Крупнейшие хармсоведы полагают, что «Письмо» носит все-таки автобиографический характер, а не какой-либо отвлеченный от жизни Шардамса или Школы Клоунов. Хотя вряд ли в каком-либо произведении Даниила Ивановича можно обнаружить что-либо конкретно автобиографическое. Кроме его дневника, некоторых заметок, «картинок с натуры», стихов, писем и им же написанной «Автобиографии». А поскольку, с другой стороны, всё, что он написал, наверняка в немалой степени отражало реалии происходившего и выражало конкретику, то парадокс тем более очевиден при самом сатирическом отношении курившего трубку автора к так называемому социалистическому реализму и его официальным «певцам» в условиях тотальной слежки друг за другом и последующей беготни: «Один человек гнался за другим, тогда как тот, который убегал, в свою очередь гнался за третьим, который, не чувствуя за собой погони, просто шёл быстрым шагом по мостовой».

Нет ничего очевидней «парадокса наличия» прямой (или косвенной) связи многих произведений Хармса с жизнью живого автора как поэта и писателя. Это, таким образом, ещё один «парадокс» Даниила Ивановича. Некий незабвенный абсурдизм, воссозданный им самим очень подробно и далеко не в одном варианте. И не один из любовных романов Даниила Ивановича был прерван им самим, но только один прервался в 1933 году, когда его оставила женщина, которая была актриса и была хороша собой, как уже было известно в том же году или даже было замечено раньше. И она была молода. И хотелось ей всего: богатства, славы, денег, положения в обществе, счастья, семьи, квартиры, детей и ролей.
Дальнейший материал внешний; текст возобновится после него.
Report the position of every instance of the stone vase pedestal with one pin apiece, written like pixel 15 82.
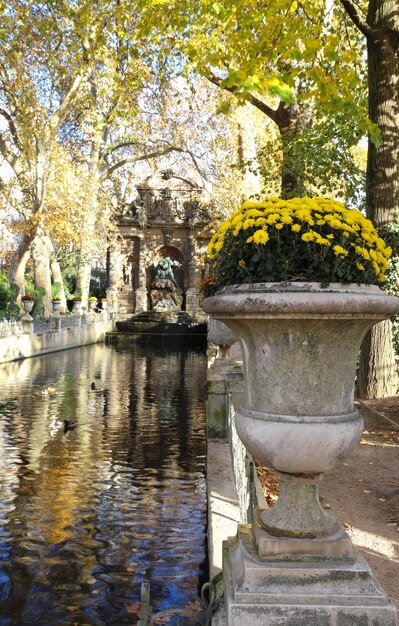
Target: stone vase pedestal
pixel 295 565
pixel 223 337
pixel 27 306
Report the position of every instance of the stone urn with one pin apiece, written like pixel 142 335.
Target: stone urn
pixel 300 345
pixel 27 306
pixel 222 336
pixel 56 305
pixel 76 306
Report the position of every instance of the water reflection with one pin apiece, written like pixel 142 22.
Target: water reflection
pixel 86 515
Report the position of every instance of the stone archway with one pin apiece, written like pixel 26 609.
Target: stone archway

Она умела плавать в бассейне, носить красивые платья, бельё, чулки и туфли, а также, глядя в зеркало на себя, занималась тем, что подводила брови. Она и танцевала Клавдия Пугачёваочень хорошо. И она любила Даниила Ивановича. Очень любила. Но оставила его и уехала из тогдашнего Ленинграда в тогдашнюю Москву. А Даниил Иванович остался в Ленинграде и отреагировал на её отъезд своим письмом к ней. Он ей осенью 1933 года написал: «…не то, чтобы вы стали частью того, что раньше было частью меня самого, если бы я не был сам той частицей, которая в свою очередь была частью… Простите, мысль довольно сложная…» Вот так он ей и написал, этой женщине, которую звали Клавдия Васильевна Пугачёва и была она, следует повторить, молодой актрисой. Она же была и той, которая сказала Даниилу Ивановичу перед своим отъездом: «Прощайте, я уезжаю в Москву и там, возможно, буду с кем-нибудь близка». Оно ведь так и получается, когда красивая молодая женщина с подведенными бровями уезжает из Ленинграда в Москву, не выдержав надменного и пошлого вызова нищеты в условиях раздавшегося и раздувшегося во все стороны сталинского социализма.

 

Опустим здесь свидетельства тех, с кем, наверное, была близка Клавдия Васильевна в Москве: не наше дело. Хармса эти свидетельства тоже мало занимали. Ведь теперь, оставшись один, он мог писать ещё больше, чем в присутствии любимой женщины. Что он и стал делать. И много написал. Переживая такие жестокие реальные явления, как удручающее безденежье и пошлая нужда, возникшие по причине полного отказа печатать что-либо сочинённое поэтом и писателем Даниилом Ивановичем Хармсом. Он ведь просто писал то, что хотел, и не скрывал, что от всего прочего «его просто тошнит». Он курил, любил выпить водки, ходил с трубкой в зубах, шляпе и в длинном пальто по каменному Ленинграду и открыто признавал: «Когда я вижу человека, мне хочется ударить его по морде. Так приятно бить по морде человека!» Он, естественно, острил, зная о влиянии его остроумия на окружающих: «Все вокруг завидовали моему остроумию, но никаких мер не предпринимали, так как буквально дохли от смеха».

 

В некоторых его произведениях той поры и в тех, что были созданы раньше и позже, слышны смешные и печальные отголоски того, что думал Даниил Иванович и о женщинах, и о любви, и обо всём на свете. Он думал всегда откровенно. В его, «хармсовском», парадоксальном «смысловом и внесмысловом» жонглировании словами и фразами, персонажами и их феерическими приключениями. И выпадали старухи из окон, и какой-то рыжий и конопатый «убивал дедушку лопатой», и спотыкался Пушкин об Гоголя, а Гоголь об Пушкина, и автор сидел на шкафу, и почти всё это находилось за пределами вероятного и вообразимого. Не без безжалостного отношения к героям этих произведений, их человеческому облику и идиотизму поведения. И подавал он это весьма ёмко и забавно. Вот рассказ «Лекция». В нём есть такое начало:

«Пушков сказал:

– Женщина – это станок любви.

И тут же получил по морде».

А в рассказе «Помеха» есть нечто другое:

« – У меня очень толстые ноги, – сказала Ирина. – А в бёдрах я очень широкая.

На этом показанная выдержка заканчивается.